Background

In last year's Nickel Hunter 2.0, we found that the nikABCDE system present in other strains of E. coli belongs to the ATP-binding cassette (ABC) protein family, and contains five proteins that can transport the hydrolyzed ATP to the transmembrane transport of nickel ions. NikB and NikC are two transmembrane proteins that form the transmembrane core of the transport system. NikA is a periplasmic binding protein (PBP) that transmits captured nickel ions to the NikBC core. NikD and NikE act as two cytoplasmic proteins.

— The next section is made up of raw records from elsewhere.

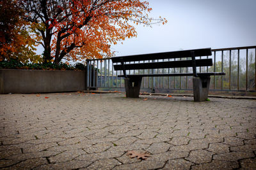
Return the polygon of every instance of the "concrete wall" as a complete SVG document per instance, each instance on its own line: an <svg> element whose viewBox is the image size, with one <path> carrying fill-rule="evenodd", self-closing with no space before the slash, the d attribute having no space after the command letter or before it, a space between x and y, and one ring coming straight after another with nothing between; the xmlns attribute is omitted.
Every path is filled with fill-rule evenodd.
<svg viewBox="0 0 256 170"><path fill-rule="evenodd" d="M86 71L0 69L0 94L83 90Z"/></svg>

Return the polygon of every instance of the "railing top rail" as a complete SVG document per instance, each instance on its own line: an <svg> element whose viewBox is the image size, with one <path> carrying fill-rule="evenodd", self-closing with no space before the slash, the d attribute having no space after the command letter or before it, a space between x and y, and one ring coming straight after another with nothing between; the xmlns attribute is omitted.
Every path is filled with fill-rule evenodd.
<svg viewBox="0 0 256 170"><path fill-rule="evenodd" d="M252 49L252 48L256 48L256 46L239 46L239 47L212 49L212 52L244 50L244 49Z"/></svg>

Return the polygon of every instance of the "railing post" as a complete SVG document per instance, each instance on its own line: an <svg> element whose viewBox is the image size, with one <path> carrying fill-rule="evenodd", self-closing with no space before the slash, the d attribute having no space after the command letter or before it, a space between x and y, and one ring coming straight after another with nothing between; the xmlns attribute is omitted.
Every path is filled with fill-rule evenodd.
<svg viewBox="0 0 256 170"><path fill-rule="evenodd" d="M89 81L90 81L90 66L89 60L86 59L86 85L85 90L89 90Z"/></svg>

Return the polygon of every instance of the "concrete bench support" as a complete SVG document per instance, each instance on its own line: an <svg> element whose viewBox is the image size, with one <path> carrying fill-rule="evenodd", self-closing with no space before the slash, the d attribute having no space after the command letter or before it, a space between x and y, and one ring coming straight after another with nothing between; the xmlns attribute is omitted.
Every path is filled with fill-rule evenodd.
<svg viewBox="0 0 256 170"><path fill-rule="evenodd" d="M208 98L211 77L193 77L194 101L205 101Z"/></svg>
<svg viewBox="0 0 256 170"><path fill-rule="evenodd" d="M126 97L138 98L142 77L125 78Z"/></svg>

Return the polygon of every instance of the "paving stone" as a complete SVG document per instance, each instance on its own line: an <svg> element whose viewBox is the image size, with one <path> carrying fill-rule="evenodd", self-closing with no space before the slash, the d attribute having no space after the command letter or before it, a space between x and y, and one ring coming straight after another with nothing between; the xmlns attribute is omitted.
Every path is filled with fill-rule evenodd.
<svg viewBox="0 0 256 170"><path fill-rule="evenodd" d="M230 153L221 153L213 155L213 159L227 161L237 161L239 159L246 159L254 157L252 152L232 152Z"/></svg>
<svg viewBox="0 0 256 170"><path fill-rule="evenodd" d="M210 162L212 155L213 153L204 150L193 150L186 159L196 164L204 164Z"/></svg>
<svg viewBox="0 0 256 170"><path fill-rule="evenodd" d="M256 159L246 159L240 160L241 169L256 169Z"/></svg>
<svg viewBox="0 0 256 170"><path fill-rule="evenodd" d="M179 146L188 145L190 139L186 137L174 137L168 142L170 144Z"/></svg>
<svg viewBox="0 0 256 170"><path fill-rule="evenodd" d="M193 164L183 159L177 159L168 160L163 169L190 169L190 167Z"/></svg>
<svg viewBox="0 0 256 170"><path fill-rule="evenodd" d="M256 145L256 139L250 139L250 140L244 140L244 144Z"/></svg>
<svg viewBox="0 0 256 170"><path fill-rule="evenodd" d="M86 153L86 152L83 150L69 150L56 156L51 157L49 160L51 163L67 162L72 160L73 159Z"/></svg>
<svg viewBox="0 0 256 170"><path fill-rule="evenodd" d="M238 162L214 160L211 162L192 166L191 169L233 169L239 167Z"/></svg>
<svg viewBox="0 0 256 170"><path fill-rule="evenodd" d="M159 153L167 152L171 145L166 143L154 143L147 148L146 150L150 153Z"/></svg>
<svg viewBox="0 0 256 170"><path fill-rule="evenodd" d="M91 154L83 154L80 156L76 157L74 159L77 160L88 161L88 162L95 162L97 160L102 159L110 159L110 158L117 158L122 157L125 153L125 152L118 151L109 151L91 153Z"/></svg>
<svg viewBox="0 0 256 170"><path fill-rule="evenodd" d="M11 166L20 162L20 160L17 160L2 159L0 160L0 168Z"/></svg>
<svg viewBox="0 0 256 170"><path fill-rule="evenodd" d="M250 132L238 132L236 137L244 139L255 139L255 134Z"/></svg>
<svg viewBox="0 0 256 170"><path fill-rule="evenodd" d="M31 169L38 166L48 164L45 158L27 159L15 164L8 169Z"/></svg>
<svg viewBox="0 0 256 170"><path fill-rule="evenodd" d="M115 166L122 164L114 159L104 159L97 160L86 167L88 169L111 169Z"/></svg>
<svg viewBox="0 0 256 170"><path fill-rule="evenodd" d="M154 169L161 168L164 166L164 162L146 160L140 162L117 166L113 169Z"/></svg>
<svg viewBox="0 0 256 170"><path fill-rule="evenodd" d="M236 146L230 147L230 151L236 152L250 152L256 151L256 145L246 144L241 146Z"/></svg>
<svg viewBox="0 0 256 170"><path fill-rule="evenodd" d="M115 143L116 145L130 145L134 143L134 141L137 141L138 139L135 137L124 137L122 138L121 139L115 141Z"/></svg>
<svg viewBox="0 0 256 170"><path fill-rule="evenodd" d="M255 101L123 97L0 95L0 165L8 169L216 169L239 168L239 162L241 168L253 169ZM152 154L141 160L128 157L129 150Z"/></svg>
<svg viewBox="0 0 256 170"><path fill-rule="evenodd" d="M49 157L56 155L59 153L60 153L60 152L42 151L37 152L17 154L12 155L10 157L8 157L6 159L13 160L25 160L27 159L31 159L34 158Z"/></svg>
<svg viewBox="0 0 256 170"><path fill-rule="evenodd" d="M112 143L100 143L84 148L84 151L88 153L102 152L110 148L114 145Z"/></svg>
<svg viewBox="0 0 256 170"><path fill-rule="evenodd" d="M162 135L157 135L156 138L147 139L138 139L134 142L134 143L142 143L142 144L152 144L154 143L166 142L169 141L170 139L166 137L166 135L164 137L161 136Z"/></svg>
<svg viewBox="0 0 256 170"><path fill-rule="evenodd" d="M58 146L57 143L45 143L38 144L31 148L26 148L22 149L23 153L29 153L29 152L41 152L43 150L47 150L54 146Z"/></svg>
<svg viewBox="0 0 256 170"><path fill-rule="evenodd" d="M65 162L60 162L56 164L45 164L38 166L33 169L35 170L40 169L76 169L84 168L91 164L92 162L71 160Z"/></svg>
<svg viewBox="0 0 256 170"><path fill-rule="evenodd" d="M188 152L169 151L161 153L153 154L148 158L148 160L166 161L171 159L186 157L188 156L189 153Z"/></svg>
<svg viewBox="0 0 256 170"><path fill-rule="evenodd" d="M228 153L229 145L221 143L211 143L207 150L216 153Z"/></svg>
<svg viewBox="0 0 256 170"><path fill-rule="evenodd" d="M242 139L236 137L224 138L223 143L229 145L230 146L239 146L244 144Z"/></svg>
<svg viewBox="0 0 256 170"><path fill-rule="evenodd" d="M6 150L0 152L0 159L6 158L8 157L22 153L20 149Z"/></svg>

The signal-to-noise ratio of the system is increased by the nickel ion channel protein, and the detection accuracy is improved.

Inspiration

His-tag histidine tags can interact with various metal ions, including Ca²⁺, Mg²⁺, Ni²⁺+, Co²⁺, etc. Among them, nickel ions are most widely used. It fuses multiple histidine strands (commonly 6 histidine) at the end of the recombinant protein. By using this histidine peptide segment to chelate with divalent metal ions (nickel, zinc, etc.), nickel ions can be adsorbed.

Methods

In order to improve the adsorption efficiency of nickel ions this year, we added His-tag sequences on both 3’ and 5’ ends of nikABCDE, which is like adding a pair of hands to last year's nikABCDE proteins to optimize it.

Results

Two kinds of engineered bacteria were cultured in 30 mg/L nickel ion solution. Within 30 minutes, the original bacteria (nikABCDE) reduced the concentration of nickel ions from 30 mg/L to 15 mg/mL, but the improved engineered bacteria.

(His-Tag-nikABCDE-His-Tag) reduced the concentration of nickel ions from 30 mg/L to 10 mg/mL. It can be seen from the figure that the improved engineered bacteria has a stronger nickel adsorption ability than the original bacteria.